The road shows will see Johnny create a number of mouth-watering dishes from everyday left-over ingredients, but focusing particularly on how not to waste meat.

“I’ll be showing audiences how to make my special Love Food Hate Waste sausages,” says Johnny, who owns and runs award-winning butchers JT Beedhams in Sherwood.

“In addition I’ll be doing a demonstration I like to call “Five Ways with a Chicken” which shows people how to make buffalo wings, chicken schnitzels and the most amazing stock using the carcass so that every part gets used.

“And anyone who likes their burgers won’t want to miss my burger-making sessions which show them how to use left-over pork or mince and turn them into something sensational.”
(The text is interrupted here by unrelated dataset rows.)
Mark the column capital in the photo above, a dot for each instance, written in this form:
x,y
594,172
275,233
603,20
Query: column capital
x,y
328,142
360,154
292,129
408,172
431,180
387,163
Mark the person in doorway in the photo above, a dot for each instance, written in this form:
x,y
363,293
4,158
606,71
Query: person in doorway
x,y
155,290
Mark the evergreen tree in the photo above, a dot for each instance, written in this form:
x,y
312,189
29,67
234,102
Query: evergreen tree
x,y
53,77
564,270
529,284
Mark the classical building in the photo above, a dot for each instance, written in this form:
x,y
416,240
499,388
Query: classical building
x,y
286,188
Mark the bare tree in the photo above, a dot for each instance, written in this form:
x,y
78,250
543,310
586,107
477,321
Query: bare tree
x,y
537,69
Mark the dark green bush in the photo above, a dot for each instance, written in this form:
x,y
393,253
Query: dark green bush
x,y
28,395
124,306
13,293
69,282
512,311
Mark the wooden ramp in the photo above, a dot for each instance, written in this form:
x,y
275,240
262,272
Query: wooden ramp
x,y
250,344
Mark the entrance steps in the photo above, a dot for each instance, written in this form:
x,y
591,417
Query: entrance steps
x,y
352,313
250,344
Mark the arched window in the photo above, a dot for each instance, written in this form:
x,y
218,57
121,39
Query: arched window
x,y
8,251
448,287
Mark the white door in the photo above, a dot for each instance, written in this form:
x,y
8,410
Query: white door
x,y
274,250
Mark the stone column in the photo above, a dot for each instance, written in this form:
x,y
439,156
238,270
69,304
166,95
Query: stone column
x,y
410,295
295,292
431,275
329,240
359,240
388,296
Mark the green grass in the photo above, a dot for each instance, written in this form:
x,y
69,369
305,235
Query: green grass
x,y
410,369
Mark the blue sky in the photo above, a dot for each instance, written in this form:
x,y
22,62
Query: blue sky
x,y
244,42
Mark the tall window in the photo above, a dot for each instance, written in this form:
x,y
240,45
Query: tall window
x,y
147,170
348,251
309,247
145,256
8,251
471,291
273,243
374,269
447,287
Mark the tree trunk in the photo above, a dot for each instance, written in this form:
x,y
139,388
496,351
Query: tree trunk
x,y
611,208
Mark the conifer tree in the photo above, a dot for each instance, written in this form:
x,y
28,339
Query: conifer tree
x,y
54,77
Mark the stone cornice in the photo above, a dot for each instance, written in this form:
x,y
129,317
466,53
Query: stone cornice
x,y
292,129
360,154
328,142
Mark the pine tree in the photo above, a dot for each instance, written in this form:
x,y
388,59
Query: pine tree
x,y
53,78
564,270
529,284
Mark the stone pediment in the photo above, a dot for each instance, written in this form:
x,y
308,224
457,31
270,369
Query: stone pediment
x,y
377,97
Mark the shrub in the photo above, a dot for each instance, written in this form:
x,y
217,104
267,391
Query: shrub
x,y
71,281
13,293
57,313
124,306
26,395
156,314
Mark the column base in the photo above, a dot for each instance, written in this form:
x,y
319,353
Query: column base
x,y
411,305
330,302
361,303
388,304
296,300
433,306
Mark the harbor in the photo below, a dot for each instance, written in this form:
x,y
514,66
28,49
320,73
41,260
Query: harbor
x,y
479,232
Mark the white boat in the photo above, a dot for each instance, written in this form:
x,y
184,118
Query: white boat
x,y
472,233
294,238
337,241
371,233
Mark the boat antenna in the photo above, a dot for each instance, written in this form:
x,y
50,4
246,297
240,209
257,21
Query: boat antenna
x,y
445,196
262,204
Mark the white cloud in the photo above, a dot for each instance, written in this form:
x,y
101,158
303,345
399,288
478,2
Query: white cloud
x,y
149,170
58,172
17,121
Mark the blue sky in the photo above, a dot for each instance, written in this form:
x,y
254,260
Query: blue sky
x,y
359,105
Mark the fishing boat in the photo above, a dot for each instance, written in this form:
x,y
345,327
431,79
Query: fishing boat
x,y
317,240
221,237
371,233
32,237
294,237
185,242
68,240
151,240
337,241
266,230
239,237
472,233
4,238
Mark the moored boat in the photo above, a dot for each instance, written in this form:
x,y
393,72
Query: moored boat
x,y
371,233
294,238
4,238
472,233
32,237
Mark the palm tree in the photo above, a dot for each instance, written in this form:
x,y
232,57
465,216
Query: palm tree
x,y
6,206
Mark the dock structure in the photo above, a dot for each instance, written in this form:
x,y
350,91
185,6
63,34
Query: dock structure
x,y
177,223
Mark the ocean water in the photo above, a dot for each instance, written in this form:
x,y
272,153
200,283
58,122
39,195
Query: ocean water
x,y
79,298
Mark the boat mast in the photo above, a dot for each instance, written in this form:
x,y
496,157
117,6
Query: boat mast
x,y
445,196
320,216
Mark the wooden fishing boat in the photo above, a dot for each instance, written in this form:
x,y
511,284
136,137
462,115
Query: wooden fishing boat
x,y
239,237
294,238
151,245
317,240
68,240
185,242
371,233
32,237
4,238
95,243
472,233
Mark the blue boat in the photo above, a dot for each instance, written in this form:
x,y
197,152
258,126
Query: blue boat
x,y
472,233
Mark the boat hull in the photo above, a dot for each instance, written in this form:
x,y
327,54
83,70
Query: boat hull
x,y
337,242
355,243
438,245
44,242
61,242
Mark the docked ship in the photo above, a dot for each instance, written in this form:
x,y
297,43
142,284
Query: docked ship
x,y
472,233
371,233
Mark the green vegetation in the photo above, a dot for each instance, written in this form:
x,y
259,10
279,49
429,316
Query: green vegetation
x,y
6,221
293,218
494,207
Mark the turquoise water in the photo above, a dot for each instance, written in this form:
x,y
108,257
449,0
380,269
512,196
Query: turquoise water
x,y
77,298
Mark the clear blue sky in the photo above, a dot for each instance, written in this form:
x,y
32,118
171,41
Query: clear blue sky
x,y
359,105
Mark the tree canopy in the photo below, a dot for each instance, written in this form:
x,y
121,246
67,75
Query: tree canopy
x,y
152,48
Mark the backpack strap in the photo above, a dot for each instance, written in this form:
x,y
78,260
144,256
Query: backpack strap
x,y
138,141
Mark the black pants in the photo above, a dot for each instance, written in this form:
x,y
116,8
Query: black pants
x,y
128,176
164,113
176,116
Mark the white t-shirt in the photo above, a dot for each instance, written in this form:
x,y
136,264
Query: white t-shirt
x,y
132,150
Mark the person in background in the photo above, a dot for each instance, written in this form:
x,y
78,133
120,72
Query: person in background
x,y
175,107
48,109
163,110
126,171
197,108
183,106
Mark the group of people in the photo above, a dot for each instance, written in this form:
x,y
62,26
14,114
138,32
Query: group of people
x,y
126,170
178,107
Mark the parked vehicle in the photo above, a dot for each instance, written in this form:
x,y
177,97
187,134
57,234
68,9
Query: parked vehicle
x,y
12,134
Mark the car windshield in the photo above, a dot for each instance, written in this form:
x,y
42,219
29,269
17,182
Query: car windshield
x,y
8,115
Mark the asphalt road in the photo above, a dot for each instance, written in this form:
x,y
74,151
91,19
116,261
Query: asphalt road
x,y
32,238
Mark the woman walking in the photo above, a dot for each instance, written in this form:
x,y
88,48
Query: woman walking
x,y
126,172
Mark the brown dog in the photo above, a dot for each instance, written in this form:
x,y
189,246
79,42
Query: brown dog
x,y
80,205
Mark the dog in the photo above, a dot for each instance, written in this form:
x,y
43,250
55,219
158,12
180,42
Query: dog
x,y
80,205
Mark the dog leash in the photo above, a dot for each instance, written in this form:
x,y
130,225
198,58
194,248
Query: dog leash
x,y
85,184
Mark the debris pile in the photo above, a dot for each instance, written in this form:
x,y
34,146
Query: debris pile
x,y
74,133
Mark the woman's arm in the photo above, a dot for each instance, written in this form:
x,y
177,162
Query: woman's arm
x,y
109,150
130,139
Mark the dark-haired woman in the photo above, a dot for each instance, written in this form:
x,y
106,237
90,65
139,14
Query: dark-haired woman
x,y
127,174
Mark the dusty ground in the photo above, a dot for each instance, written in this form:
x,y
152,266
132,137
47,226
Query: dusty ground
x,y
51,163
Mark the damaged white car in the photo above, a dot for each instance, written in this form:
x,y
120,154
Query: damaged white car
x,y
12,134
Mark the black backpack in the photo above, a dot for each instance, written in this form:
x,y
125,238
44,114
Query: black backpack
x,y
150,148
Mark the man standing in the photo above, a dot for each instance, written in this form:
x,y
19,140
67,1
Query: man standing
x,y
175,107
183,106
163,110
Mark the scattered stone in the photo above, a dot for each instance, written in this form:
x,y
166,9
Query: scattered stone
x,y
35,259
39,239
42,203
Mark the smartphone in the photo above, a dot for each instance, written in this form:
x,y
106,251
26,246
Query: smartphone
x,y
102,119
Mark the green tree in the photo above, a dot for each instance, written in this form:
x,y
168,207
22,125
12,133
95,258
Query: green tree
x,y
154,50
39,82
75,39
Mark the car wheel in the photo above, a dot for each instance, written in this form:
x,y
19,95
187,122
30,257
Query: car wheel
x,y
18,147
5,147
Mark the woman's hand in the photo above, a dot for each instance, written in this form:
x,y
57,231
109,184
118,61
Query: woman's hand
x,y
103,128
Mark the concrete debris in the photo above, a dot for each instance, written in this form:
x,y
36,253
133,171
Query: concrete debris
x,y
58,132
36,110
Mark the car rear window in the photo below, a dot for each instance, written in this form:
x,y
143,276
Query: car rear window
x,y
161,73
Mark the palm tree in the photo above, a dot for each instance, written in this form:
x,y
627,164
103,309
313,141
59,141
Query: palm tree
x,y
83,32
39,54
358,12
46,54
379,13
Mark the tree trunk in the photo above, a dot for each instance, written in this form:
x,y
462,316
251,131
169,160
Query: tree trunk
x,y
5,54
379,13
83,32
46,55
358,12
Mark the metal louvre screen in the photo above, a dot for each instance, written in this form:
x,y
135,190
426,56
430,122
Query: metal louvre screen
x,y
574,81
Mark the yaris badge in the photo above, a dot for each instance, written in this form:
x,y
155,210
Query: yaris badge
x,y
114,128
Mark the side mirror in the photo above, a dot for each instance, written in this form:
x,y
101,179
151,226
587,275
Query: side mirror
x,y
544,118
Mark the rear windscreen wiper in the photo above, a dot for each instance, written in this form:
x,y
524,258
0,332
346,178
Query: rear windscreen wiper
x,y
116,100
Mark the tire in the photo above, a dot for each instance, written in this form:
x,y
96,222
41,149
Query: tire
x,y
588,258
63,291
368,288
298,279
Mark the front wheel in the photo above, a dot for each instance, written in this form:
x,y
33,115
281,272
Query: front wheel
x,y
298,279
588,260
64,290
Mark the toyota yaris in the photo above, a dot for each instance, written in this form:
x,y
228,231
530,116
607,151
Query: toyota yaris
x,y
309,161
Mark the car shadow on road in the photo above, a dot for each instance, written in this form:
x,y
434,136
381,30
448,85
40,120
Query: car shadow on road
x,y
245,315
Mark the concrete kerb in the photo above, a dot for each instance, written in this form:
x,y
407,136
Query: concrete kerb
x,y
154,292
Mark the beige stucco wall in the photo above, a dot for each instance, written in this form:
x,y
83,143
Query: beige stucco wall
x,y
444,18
Coun Richard Butler, chairman of Nottinghamshire County Council’s environment and sustainability committee, said: “Wasting food costs the average family £480 a year and this increases to £680 a year for families with children.

"Not only that, but wasting food has a huge environmental impact. If we reduced the amount of food thrown away, it would save the equivalent of at least 20 million tonnes of carbon dioxide. 

Kevin Parker, Veolia Environmental services regional communications manager, said "I’m really looking forward to seeing Johnny recreate his celebrated dishes live at the road shows. I’m sure they’ll be absolutely delicious and will provide a real incentive for Nottinghamshire residents to support the Love Food Hate Waste initiative.”

In addition to meeting Johnny Pusztai, visitors to the Love Food Hate Waste road shows will be able to get their hands on special recipe cards containing delicious recipes made from left-overs, as well as having the chance to win a £20 voucher to be spent at Beedhams butchers by taking part in a survey.